- The likelihood of reaching age 65 year with all or most teeth intact is much greater than in previous generations. However, about 1/3 of adults more than age 65 are missing part or all of their teeth (edentulism).
- Although dentition (or teeth) may be well preserved in the absence of caries and periodontal disease (disease affecting the parts of the mouth that surround and support the teeth), poor dentition is common and a major contributor to impaired chewing and reduced caloric intake.
Sign & Symptoms
- As people age, the gums recede slightly. Consequently, the lower parts of the teeth are exposed to food particles and bacteria.
- The hard white outer layer of a tooth (tooth enamel) also tends to wear away.
- These changes make the teeth more susceptible to decay and cavities (caries), which make tooth loss more likely.
- For older people, other common problems include periodontal disease. In periodontal disease, the gums may be inflamed and infected (as gingivitis).
- The ligaments and bones that support the teeth may be inflamed and infected (as periodontitis).
- Partial and complete tooth loss is an age-related condition that is caused primarily by dental caries and periodontal disease.

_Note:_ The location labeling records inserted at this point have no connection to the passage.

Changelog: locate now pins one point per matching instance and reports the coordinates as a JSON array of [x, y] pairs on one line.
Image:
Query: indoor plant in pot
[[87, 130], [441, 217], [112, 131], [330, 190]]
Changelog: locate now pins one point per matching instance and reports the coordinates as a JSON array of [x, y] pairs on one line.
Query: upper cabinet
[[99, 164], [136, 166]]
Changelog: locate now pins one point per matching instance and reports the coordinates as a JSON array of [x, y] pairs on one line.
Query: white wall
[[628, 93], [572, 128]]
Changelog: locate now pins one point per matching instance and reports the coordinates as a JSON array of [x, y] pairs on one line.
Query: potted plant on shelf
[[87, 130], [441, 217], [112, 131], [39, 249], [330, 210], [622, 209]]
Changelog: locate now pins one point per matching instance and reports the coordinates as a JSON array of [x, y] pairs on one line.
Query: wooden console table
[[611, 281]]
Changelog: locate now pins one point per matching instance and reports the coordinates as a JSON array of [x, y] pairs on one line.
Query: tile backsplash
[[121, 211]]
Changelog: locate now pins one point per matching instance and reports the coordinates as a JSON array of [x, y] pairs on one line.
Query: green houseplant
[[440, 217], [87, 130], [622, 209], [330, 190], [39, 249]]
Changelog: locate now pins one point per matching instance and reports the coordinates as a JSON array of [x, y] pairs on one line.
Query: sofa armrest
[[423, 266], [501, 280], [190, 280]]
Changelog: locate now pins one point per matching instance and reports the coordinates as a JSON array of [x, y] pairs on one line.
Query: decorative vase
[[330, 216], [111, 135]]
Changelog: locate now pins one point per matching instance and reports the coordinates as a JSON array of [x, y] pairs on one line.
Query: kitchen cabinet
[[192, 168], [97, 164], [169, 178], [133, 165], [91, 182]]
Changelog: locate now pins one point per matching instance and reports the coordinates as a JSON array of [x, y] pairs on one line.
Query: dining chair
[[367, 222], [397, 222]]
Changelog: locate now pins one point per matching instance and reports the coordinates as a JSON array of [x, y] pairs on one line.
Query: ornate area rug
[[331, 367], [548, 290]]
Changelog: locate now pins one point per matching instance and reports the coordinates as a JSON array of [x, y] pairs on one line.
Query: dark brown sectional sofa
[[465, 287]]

- Tooth loss impairs chewing, swallowing and speaking which can lead to nutritional deficiencies, aspiration complications, social isolation and depression.
- Dentures are associated with many oral health problems, including irritation, ulceration, gingival overgrowth, candidal infection and pain.
- Most of these problems can be prevented or treated effectively.
- Partial tooth loss is treated with fixed (eg, bridges, implants) or removable (eg, partial dentures) appliances. Complete tooth loss is treated with complete dentures.